We recognize that Christians are not united around either the scientific explanations for global warming or policies designed to slow it down. Unlike abortion and respect for the biblical definition of marriage, this is an issue where Christians may find themselves in justified disagreement about both the problem and its solutions.

Yet, even in the absence of perfect knowledge or unanimity, we have to make informed decisions about the future. This will mean we have to take a position of prudence based partly on science that is inevitably changing. We do not believe unanimity is necessary for prudent action. We can make wise decisions even in the absence of infallible evidence.

This is not our world, it is God’s. Therefore, any damage we do to this world is an offense against God Himself

Our motivation for facing failures to exercise proper stewardship is not primarily political, social or economic—it is primarily biblical.

We must care about environmental and climate issues because we are called to love our neighbors, to do unto others as we would have them do unto us and to protect and care for the “least of these”

We realize that we cannot support some environmental issues as we offer a distinctively Christian voice in these arenas. For instance, we realize that what some call population control leads to evils like abortion. We now call on these environmentalists to reject these evils and accept the sanctity of every human person, both born and unborn.

We realize that simply affirming our God-given responsibility to care for the earth will likely produce no tangible or effective results.

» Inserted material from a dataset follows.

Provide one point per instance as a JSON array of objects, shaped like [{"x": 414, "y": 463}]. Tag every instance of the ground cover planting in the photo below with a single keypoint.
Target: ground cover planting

Therefore, we pledge to find ways to curb ecological degradation through promoting biblical stewardship habits and increasing awareness in our homes, businesses where we find influence, relationships with others and in our local churches. Many of our churches do not actively preach, promote or practice biblical creation care. We urge churches to begin doing so.

Grace and Peace

March 14, 2008 Posted by | Climate Change, Environment | Leave a comment

The Christian global warming guy

The former head of the IPCC (Intergovernmental Panel on Climate Change) scientific assessment team is John Houghton, a physicist who has been studying carbon dioxide in the atmosphere for forty years. He has a better understanding of the science of atmospheric CO2 than just about anyone, so we should pay attention to what he says.

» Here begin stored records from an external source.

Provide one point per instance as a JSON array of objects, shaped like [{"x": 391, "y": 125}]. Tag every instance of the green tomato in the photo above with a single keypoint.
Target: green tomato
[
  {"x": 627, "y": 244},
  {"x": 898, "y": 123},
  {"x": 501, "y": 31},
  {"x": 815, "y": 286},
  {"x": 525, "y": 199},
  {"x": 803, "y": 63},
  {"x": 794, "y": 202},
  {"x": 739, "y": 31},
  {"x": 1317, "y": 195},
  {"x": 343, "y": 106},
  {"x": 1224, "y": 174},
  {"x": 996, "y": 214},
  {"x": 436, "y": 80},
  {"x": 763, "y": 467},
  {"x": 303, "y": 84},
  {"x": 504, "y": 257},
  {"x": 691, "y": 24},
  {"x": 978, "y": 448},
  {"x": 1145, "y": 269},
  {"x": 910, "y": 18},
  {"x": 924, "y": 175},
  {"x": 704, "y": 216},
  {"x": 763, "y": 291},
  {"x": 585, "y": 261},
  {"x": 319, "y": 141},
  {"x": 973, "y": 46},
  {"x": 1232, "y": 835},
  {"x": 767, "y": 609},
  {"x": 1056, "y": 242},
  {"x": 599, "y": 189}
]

John Houghton is also a Christian.

Christianity Today has an interview with him: Looking after creation: Acclaimed physicist Sir John Houghton discusses his motives and passion for a cooler world climate. The article was posted nine months ago, but I just saw the link on the CT web site today. Here are some excerpts:

We have a strong Christian responsibility to care for the earth and every part of creation. We also have a very strong Christian responsibility to care for each other in the world, our neighbors in other countries, especially those who are poor and who need a lot of help in order to get them out of poverty.

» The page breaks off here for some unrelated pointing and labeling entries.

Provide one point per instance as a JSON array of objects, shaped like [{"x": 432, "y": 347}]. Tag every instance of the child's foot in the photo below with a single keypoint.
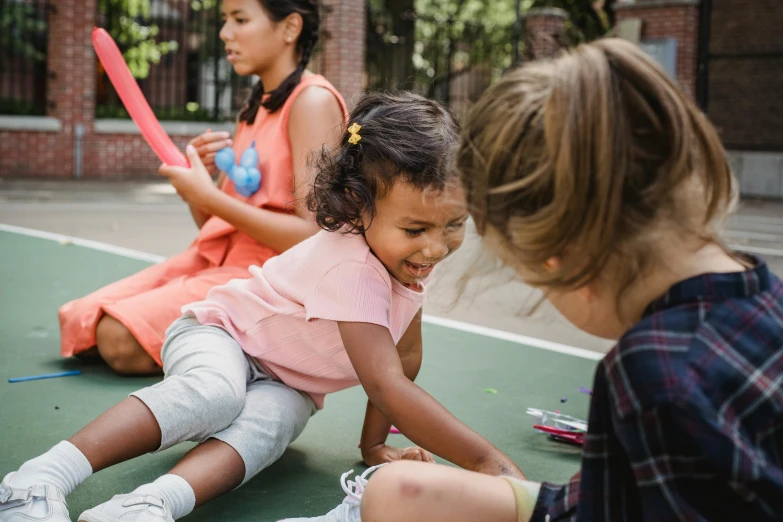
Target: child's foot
[
  {"x": 348, "y": 511},
  {"x": 38, "y": 502},
  {"x": 129, "y": 508}
]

Some parts of the industrialized world may actually be better off because of global warming, because carbon dioxide is a fertilizer, and if the rainfall and other things are right, it will help us to grow crops with a little more yield. So there will be a tendency for global warming to create an even bigger disparity between the rich world and the poor world. That’s really not a good situation from a Christian point of view or from any point of view.

Parallel to knowing God as Creator is knowing him also as Redeemer, as the one who sent his Son into the world to die for us and to rise again from the dead and to become our living Lord. And one day he will come back to earth to renew creation. There’s a future for creation clearly taught in Scripture—a transformed creation. In the meantime, we’re meant to look after creation on his behalf, as stewards for the Lord who is at present away.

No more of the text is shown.